Charles Close, dit Chuck, était né en 1940 à Monroe (comme Marilyn) dans l’État de Washington. Il souffrait au départ des difficultés physiques liées à l’apprentissage. L’enfant ne parvenait pas à différencier les visages humains. D’où l’énorme effort accompli plus tard afin de ne plus se consacrer qu’à l’étude des seules faces. Mais il lui aura fallu du temps pour cela! Après ses études, effectuées notamment à Yale, le débutant a commencé par l’expressionnisme abstrait. ce style restait à la mode avec de grands aînés comme Willem de Kooning. Chuck faisait du coup partie des suiveurs, alors que l’art moderne restait encore basé sur l’idée d’innovation permanente. C’est à la fin des années 1960 seulement que Close a mis sa technique au point. Elle était basée sur un métier tout à fait traditionnel. Voilà qui changeait du minimalisme ambiant.

Succès immédiat

Le succès s’est dès lors révélé rapide. Les galeries, puis très vite les plus grands musées du pays. Tout le monde a voulu présenter ces immenses visages frontaux, qui ont retrouvé la couleur après un passage au noir et blanc, comme le restait majoritairement la photo de l’époque. Ce chromatisme résultait d’une superposition des trois tons primaires (le jaune, le rouge et le bleu). Le résultat formait en général des points, ou plutôt des petit carrés, que Close plaçait dans des grilles à la manière des pixels. On comprend que l’homme se soit senti par la suite attiré vers des médias comme les tapisseries ou les mosaïques. Il devait créer sous forme de tesselles plusieurs de ces dernières pour le métro de New York. Close a ainsi portraituré des inconnus, désignés par leur seul prénom (Linda, Robert, Georgia…) comme des célébrités. Bill Clinton s’est glissé entre Cindy Sherman ou le peintre Alex Katz. L’artiste lui-même ne s’est pas oublié. Il existe de nombreux autoportraits de Close aux différents âges de sa vie.

L'artiste au travail. Début des années 1980. Photo BBC.

En 1988, à 48 ans seulement, Chuck subit malheureusement une attaque cérébrale. Elle le laisse paralysé des deux jambes. On ne le verra dès lors plus que sur une chaise à roulettes. Il continue cependant de travailler à un rythme soutenu. Le succès se révèle durable, alors que la nouveauté est passée. Aux expositions succèdent ainsi les rétrospectives, toujours organisées dans des institutions bien connues aux Etats-Unis. Tout semble bien aller. Or voilà qu’en 2017, une femme l’accuse de lui avoir demandé, lors d’une visite d’atelier, de se déshabiller et lui avoir fait des commentaires explicites.

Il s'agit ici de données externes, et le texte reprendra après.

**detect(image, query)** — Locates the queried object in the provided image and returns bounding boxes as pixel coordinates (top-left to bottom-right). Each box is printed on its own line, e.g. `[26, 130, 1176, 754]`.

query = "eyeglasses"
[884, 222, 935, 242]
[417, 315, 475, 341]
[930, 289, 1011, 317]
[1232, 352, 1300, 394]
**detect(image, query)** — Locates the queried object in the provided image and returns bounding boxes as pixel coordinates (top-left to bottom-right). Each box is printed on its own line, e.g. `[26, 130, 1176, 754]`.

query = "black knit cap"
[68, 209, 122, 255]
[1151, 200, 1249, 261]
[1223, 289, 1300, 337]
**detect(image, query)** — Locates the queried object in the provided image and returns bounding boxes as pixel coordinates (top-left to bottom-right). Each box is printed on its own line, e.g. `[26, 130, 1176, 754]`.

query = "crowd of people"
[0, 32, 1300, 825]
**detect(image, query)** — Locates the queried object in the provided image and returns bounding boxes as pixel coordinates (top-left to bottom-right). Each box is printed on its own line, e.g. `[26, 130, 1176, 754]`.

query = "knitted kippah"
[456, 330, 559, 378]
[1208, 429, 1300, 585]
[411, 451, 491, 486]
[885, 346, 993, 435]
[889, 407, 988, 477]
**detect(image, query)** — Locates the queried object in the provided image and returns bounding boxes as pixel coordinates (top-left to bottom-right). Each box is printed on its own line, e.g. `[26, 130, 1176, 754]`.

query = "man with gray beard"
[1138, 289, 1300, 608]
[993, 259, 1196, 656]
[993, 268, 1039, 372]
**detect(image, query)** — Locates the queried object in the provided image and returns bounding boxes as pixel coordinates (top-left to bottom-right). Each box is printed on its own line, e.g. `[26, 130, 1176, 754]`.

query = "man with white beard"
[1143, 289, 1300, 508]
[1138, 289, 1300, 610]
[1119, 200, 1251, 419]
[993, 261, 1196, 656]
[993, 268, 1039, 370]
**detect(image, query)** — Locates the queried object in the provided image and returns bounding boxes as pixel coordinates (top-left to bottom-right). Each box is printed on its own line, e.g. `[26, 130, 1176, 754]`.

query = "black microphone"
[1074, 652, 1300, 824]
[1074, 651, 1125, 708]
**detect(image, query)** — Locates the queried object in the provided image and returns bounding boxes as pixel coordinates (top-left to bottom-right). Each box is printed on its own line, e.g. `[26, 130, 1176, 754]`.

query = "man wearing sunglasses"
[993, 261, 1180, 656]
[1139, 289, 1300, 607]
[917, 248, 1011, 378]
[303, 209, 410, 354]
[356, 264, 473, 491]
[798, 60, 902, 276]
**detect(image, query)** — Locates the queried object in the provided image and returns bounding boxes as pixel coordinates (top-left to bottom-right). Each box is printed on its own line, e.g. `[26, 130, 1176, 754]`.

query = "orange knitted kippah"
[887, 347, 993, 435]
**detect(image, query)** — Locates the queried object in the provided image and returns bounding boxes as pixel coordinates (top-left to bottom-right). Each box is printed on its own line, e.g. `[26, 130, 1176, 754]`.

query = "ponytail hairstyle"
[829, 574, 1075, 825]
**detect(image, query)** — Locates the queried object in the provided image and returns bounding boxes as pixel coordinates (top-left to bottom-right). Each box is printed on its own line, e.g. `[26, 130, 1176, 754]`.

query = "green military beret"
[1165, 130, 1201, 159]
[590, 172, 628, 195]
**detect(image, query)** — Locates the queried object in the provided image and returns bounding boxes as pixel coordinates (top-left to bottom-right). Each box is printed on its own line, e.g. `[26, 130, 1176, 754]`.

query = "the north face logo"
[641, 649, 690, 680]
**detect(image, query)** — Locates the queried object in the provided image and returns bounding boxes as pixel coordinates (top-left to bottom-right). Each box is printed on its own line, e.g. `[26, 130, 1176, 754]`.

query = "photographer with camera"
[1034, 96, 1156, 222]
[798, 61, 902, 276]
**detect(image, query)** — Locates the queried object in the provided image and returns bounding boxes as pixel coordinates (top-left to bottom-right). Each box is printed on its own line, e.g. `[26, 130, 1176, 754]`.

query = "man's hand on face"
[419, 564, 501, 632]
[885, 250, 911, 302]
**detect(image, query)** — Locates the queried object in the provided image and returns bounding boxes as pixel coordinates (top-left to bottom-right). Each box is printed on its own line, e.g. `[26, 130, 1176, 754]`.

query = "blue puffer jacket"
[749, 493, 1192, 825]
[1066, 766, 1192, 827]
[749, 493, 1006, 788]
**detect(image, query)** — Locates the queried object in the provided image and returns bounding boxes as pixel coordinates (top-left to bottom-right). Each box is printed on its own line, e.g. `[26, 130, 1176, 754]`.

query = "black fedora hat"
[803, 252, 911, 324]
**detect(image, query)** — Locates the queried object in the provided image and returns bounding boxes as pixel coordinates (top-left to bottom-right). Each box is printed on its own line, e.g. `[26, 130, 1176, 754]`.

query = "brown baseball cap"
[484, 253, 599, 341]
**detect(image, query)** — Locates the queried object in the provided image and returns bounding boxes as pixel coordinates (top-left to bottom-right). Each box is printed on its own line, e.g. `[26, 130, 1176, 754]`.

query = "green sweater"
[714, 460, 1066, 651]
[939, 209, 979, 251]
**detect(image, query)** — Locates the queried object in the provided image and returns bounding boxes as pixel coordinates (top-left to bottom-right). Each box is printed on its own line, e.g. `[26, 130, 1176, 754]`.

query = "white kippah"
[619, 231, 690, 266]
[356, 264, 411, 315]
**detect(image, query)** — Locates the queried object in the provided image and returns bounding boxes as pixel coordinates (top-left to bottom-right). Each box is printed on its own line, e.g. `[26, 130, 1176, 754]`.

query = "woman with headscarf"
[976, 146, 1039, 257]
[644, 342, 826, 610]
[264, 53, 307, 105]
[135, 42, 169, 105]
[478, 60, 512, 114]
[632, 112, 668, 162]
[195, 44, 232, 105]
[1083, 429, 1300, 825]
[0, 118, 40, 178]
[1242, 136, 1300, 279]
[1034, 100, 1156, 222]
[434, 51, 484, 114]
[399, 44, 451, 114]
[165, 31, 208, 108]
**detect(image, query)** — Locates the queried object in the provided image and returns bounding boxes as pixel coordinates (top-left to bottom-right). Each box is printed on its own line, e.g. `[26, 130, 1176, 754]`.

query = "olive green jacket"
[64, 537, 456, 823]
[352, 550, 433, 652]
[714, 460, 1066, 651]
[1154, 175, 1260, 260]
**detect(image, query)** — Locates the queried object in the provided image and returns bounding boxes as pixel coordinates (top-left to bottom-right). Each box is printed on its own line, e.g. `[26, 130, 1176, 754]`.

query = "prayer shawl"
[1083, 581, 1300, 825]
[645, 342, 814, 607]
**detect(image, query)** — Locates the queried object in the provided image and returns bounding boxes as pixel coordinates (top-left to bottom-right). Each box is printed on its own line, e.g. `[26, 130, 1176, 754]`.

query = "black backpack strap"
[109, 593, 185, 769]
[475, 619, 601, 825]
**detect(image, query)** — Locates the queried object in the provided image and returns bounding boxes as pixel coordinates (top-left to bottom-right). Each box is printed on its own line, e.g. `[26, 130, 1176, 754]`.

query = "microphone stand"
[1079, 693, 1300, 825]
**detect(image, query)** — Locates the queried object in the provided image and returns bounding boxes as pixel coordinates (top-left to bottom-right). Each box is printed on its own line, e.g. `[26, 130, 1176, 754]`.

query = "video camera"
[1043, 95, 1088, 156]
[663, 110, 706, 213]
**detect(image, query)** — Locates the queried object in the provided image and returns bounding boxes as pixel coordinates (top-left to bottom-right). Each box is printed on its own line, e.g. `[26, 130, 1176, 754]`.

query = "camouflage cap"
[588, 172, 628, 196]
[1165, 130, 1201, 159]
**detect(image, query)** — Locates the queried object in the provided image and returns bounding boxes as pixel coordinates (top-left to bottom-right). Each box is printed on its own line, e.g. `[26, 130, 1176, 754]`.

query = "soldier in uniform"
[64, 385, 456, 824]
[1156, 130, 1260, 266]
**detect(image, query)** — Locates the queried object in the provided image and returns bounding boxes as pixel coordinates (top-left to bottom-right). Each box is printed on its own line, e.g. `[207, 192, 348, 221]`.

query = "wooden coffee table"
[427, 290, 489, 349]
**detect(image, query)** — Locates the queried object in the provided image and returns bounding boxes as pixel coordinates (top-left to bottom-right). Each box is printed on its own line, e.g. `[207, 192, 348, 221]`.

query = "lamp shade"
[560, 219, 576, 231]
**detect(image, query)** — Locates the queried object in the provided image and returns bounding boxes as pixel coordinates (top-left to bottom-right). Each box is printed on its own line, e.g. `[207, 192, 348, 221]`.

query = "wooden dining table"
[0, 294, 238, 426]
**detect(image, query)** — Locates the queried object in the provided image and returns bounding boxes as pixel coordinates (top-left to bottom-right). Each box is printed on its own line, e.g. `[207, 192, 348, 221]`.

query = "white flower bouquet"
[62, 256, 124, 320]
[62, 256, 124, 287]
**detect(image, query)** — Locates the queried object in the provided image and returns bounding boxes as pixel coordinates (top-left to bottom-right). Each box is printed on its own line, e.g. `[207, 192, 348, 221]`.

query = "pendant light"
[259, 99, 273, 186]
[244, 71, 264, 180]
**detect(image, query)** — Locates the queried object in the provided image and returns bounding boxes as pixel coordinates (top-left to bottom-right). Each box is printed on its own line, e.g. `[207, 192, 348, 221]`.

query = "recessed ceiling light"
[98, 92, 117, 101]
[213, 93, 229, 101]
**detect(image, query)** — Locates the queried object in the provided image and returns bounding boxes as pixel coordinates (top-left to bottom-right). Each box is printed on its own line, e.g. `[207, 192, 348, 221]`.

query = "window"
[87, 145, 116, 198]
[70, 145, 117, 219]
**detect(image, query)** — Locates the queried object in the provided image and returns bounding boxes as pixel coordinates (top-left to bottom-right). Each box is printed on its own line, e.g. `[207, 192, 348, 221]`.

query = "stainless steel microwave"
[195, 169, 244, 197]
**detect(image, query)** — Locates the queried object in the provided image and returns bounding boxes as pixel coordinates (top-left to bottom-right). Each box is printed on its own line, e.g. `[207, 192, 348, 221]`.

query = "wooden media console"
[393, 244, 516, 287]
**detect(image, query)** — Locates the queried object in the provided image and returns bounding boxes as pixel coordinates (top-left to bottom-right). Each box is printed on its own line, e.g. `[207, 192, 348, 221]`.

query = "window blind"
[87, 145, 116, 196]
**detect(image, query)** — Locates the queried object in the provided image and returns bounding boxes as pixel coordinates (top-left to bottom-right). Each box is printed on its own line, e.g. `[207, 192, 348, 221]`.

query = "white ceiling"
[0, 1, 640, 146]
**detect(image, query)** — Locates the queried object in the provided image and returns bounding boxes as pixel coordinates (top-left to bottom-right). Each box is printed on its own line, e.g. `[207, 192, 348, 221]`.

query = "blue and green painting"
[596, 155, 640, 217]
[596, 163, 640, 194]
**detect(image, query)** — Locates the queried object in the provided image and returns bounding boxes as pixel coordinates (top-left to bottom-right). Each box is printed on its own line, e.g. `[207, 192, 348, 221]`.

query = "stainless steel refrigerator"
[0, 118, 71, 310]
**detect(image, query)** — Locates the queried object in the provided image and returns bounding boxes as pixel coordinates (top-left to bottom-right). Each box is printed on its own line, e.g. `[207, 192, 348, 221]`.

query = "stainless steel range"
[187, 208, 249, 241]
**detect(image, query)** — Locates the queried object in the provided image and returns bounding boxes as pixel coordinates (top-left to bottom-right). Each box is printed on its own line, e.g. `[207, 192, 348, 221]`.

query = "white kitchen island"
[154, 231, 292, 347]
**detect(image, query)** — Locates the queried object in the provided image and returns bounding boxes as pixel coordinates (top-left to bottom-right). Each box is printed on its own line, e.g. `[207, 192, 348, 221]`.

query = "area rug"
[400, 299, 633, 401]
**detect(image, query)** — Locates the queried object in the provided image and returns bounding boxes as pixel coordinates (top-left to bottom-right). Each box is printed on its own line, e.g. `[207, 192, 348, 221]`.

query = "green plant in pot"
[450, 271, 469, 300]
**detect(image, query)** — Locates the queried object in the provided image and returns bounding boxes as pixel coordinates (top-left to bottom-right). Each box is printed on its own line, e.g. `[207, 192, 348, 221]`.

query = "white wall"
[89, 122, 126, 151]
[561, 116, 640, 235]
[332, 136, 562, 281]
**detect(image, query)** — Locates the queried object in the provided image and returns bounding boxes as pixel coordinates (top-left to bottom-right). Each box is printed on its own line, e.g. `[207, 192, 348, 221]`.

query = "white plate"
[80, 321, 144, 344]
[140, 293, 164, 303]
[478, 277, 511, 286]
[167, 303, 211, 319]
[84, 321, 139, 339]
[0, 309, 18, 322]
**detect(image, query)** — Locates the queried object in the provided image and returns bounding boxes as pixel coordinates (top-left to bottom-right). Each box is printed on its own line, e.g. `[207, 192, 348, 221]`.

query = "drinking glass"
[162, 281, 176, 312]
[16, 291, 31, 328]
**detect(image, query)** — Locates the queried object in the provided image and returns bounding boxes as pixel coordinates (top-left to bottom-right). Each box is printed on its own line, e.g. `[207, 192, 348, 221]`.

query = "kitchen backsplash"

Dans les années 1980 encore, nul ne se serait ému. On restait ici dans l’anodin. Ni viol, ni violence. Mais vous savez comment il en va aujourd’hui, où une autre plaignante vient d’accuser Bob Dylan d’avoir eu envers elle une conduite inappropriée… en 1967. L’Amérique est la terre de tous les délires, hélas contagieux jusqu’en Europe. Courageuse mais pas téméraire, la National Gallery de Washington a donc annulé l’exposition Close prévue en 2018.

Le creux de la vague

Je ne sais où était l’affaire ces derniers jours, mais on ne peut tout de même pas empêcher l'homme d’avoir marqué, avec son art clinique et froid, la scène américaine des années post-pop. Et cela même si l’hyperréalisme, qui va des architectures de Richard Estes aux carrosseries automobiles de Don Eddy en passant par les personnages moulés par Duane Hanson, a aujourd’hui du plomb dans l’aile… L'éclipse. Il reviendra sans doute un jour sur le devant de la scène. Tout est affaire de modes, de démodes et de remodes.

Autoportrait, 1968. Photo Succession Chuck Close, Pace Gallery.